One way out is to make a new API for ‘command line apps’ and take into account 
Paving the on-ramp’s plans when designing it.
  *   Rewrite specifically the new Scanner(InputStream) constructor as 
defaulting to native encoding even when everything else in java defaults to 
UTF-8 now, because that constructor is 99% used for System.in. Scanner has its 
own File-based constructor, so new Scanner(Files.newInputStream(..)) is quite 
rare.
  *   Define that constructor to act as follows: the charset used is the 
platform default (i.e., from JDK18 and up, UTF-8), unless arg == System.in is 
true, in which case the scanner uses native encoding. This is a bit bizarre to 
write in the spec but does the right thing in the most circumstances and 
unbreaks thousands of tutorials, blogs, and answer sites, and is most 
convenient to code against. That’s usually the case with voodoo magic (because 
this surely risks being ’too magical’): It’s convenient and does the right 
thing almost always, at the risk of being hard to fathom and producing 
convoluted spec documentation.
  *   Attach the problem that what’s really broken isn’t so much scanner, it’s 
System.in itself: byte based, of course, but now that all java methods default 
to UTF-8, almost all interactions with it (given that most System.in 
interaction is char-based, not byte-based) are now also broken. Create a second 
field or method in System that gives you a Reader instead of an InputStream, 
with the OS-native encoding applied to make it. This still leaves those 
thousands of tutorials broken, but at least the proper code is now simply new 
Scanner(System.charIn()) or whatnot, instead of the atrocious snippet above.
  *   Even less impactful, make a new method in Charset to get the native 
encoding without having to delve into System.getProperty(). 
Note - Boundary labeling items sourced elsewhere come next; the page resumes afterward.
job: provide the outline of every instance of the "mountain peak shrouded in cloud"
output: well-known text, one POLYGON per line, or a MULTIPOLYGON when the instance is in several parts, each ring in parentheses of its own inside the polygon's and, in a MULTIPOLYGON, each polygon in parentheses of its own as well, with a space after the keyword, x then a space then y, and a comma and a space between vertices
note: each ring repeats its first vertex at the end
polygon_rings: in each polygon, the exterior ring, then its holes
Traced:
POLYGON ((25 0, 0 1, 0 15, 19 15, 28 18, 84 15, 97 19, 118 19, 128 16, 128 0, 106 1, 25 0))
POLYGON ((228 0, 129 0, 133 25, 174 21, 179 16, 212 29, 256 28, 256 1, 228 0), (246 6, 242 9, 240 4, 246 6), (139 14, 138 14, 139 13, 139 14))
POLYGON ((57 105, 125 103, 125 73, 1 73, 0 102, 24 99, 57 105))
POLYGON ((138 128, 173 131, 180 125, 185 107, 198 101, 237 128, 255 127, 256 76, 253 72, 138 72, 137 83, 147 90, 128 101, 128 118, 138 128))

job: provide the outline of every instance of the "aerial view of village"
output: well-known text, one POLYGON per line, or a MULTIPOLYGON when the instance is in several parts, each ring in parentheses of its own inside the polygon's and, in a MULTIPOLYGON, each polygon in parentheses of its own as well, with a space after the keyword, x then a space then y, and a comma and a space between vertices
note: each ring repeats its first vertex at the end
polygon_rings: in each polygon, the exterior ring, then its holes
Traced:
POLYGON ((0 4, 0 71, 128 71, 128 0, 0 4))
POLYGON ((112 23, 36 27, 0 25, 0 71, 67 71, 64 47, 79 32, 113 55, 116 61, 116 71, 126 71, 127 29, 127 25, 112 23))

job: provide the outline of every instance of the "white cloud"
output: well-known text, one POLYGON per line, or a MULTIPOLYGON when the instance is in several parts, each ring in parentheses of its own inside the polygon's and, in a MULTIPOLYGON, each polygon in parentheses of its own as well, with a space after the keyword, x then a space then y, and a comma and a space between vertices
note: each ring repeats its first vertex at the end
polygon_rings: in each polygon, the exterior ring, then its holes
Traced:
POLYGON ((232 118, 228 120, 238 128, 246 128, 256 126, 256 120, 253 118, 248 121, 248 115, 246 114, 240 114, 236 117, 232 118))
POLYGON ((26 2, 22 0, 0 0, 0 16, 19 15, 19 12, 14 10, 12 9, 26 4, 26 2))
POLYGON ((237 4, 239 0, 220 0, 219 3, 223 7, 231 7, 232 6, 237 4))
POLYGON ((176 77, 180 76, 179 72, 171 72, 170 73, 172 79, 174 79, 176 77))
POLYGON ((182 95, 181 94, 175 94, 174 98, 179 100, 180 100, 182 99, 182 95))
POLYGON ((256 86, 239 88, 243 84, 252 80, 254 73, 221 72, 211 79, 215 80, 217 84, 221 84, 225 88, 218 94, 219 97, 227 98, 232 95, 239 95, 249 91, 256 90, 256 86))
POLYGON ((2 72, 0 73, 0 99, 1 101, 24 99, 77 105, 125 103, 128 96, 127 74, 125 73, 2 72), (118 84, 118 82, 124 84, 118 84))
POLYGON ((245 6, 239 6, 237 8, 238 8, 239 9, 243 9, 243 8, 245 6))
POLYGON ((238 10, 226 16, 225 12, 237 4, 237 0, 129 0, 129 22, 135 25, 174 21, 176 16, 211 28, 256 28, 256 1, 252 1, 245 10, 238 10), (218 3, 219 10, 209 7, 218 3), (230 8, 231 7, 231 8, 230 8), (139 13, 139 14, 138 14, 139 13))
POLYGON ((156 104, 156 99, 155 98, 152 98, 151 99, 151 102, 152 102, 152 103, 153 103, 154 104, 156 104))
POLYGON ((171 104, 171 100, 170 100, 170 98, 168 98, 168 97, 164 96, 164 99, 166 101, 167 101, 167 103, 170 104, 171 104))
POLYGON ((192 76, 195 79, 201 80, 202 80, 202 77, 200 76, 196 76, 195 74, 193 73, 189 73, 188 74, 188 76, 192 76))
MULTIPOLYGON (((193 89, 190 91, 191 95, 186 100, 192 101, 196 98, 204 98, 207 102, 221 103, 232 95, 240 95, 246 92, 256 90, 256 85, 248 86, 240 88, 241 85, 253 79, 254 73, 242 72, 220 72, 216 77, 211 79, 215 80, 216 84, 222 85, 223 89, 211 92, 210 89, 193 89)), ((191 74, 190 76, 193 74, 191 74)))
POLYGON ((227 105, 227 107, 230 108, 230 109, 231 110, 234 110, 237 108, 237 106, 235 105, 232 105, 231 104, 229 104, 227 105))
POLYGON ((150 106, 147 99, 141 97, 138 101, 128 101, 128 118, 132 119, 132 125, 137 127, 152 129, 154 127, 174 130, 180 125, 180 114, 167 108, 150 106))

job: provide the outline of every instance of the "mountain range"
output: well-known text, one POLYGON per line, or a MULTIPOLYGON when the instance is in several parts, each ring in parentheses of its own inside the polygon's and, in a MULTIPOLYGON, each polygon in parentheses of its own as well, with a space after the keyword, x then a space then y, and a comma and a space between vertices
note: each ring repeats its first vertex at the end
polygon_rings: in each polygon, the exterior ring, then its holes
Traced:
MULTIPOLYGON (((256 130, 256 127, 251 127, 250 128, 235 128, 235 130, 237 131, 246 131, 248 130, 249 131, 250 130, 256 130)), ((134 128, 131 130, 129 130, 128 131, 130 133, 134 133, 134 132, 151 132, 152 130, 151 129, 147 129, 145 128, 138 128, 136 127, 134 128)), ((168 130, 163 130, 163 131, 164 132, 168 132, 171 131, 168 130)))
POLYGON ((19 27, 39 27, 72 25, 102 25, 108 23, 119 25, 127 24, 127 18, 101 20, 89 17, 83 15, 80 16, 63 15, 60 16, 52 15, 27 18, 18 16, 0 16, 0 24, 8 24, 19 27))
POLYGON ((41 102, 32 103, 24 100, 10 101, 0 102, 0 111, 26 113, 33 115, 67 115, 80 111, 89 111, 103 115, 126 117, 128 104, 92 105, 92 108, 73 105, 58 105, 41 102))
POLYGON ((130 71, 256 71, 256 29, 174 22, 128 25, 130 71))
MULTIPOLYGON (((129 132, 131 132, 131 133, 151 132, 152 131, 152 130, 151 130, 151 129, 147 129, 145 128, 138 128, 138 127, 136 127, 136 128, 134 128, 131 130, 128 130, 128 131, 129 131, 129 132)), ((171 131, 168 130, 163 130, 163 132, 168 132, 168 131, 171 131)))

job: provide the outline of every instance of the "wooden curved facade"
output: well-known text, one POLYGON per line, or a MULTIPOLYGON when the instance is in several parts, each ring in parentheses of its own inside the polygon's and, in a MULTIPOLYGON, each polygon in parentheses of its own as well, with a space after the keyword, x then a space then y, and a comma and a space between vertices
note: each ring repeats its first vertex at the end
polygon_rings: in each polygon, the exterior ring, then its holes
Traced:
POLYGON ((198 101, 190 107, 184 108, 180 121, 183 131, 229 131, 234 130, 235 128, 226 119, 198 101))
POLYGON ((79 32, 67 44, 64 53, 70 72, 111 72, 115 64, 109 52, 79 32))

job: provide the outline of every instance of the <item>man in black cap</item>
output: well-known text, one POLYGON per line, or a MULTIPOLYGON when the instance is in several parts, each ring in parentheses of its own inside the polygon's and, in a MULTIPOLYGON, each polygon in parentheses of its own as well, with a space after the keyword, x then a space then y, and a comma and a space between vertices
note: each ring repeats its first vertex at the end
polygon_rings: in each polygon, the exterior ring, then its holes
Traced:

Charset.nativeEncoding() seems like a method that should exist. Unfortunately 
this would be of no help to create code that works pre- and post-JEP400, but in 
time, having code that only works post-JEP400 is fine, I assume.
  *   Create a new concept ‘represents a stream that would use platform native 
encoding if characters are read/written to it’, have System.in return true for 
this, and have filterstreams like BufferedInputStream just pass the call 
through, then redefine relevant APIs such as Scanner and PrintStream (e.g. 
anything that internalises conversion from bytes to characters) to pick charset 
encoding (native vs UTF8) based on that property. This is a more robust take on 
‘new Scanner(System.in) should do the right thing'. Possibly the in/out/err 
streams that Process gives you should also have this flag set.


If it was up to me, I think a multitude of steps are warranted, each relatively 
simple.


  *   Create Charset.nativeEncoding(). Which simply returns 
Charset.forName(System.getProperty(“native.encoding”). But with the advantage 
that its shorter, doesn’t require knowing a magic string, and will fail at 
compile time if compiled against versions that predate the existence of the 
native.encoding property, instead of NPEs at runtime.
  *   Create System.charIn(). Which just returns an InputStreamReader wrapped 
around System.in, but with native encoding applied.
  *   Put the job of how java apps do basic command line stuff on the agenda as 
a thing that should probably be addressed in the next 5 years or so, maybe 
after the steps laid out in Paving the on-ramp are more fleshed out.
  *   In order to avoid problems, before the next LTS goes out, re-spec new 
Scanner(System.in) to default to native encoding, specifically when the passed 
inputstream is identical to System.in. Don’t bother with trying to introduce an 
abstracted ‘prefers native encoding’ flag system.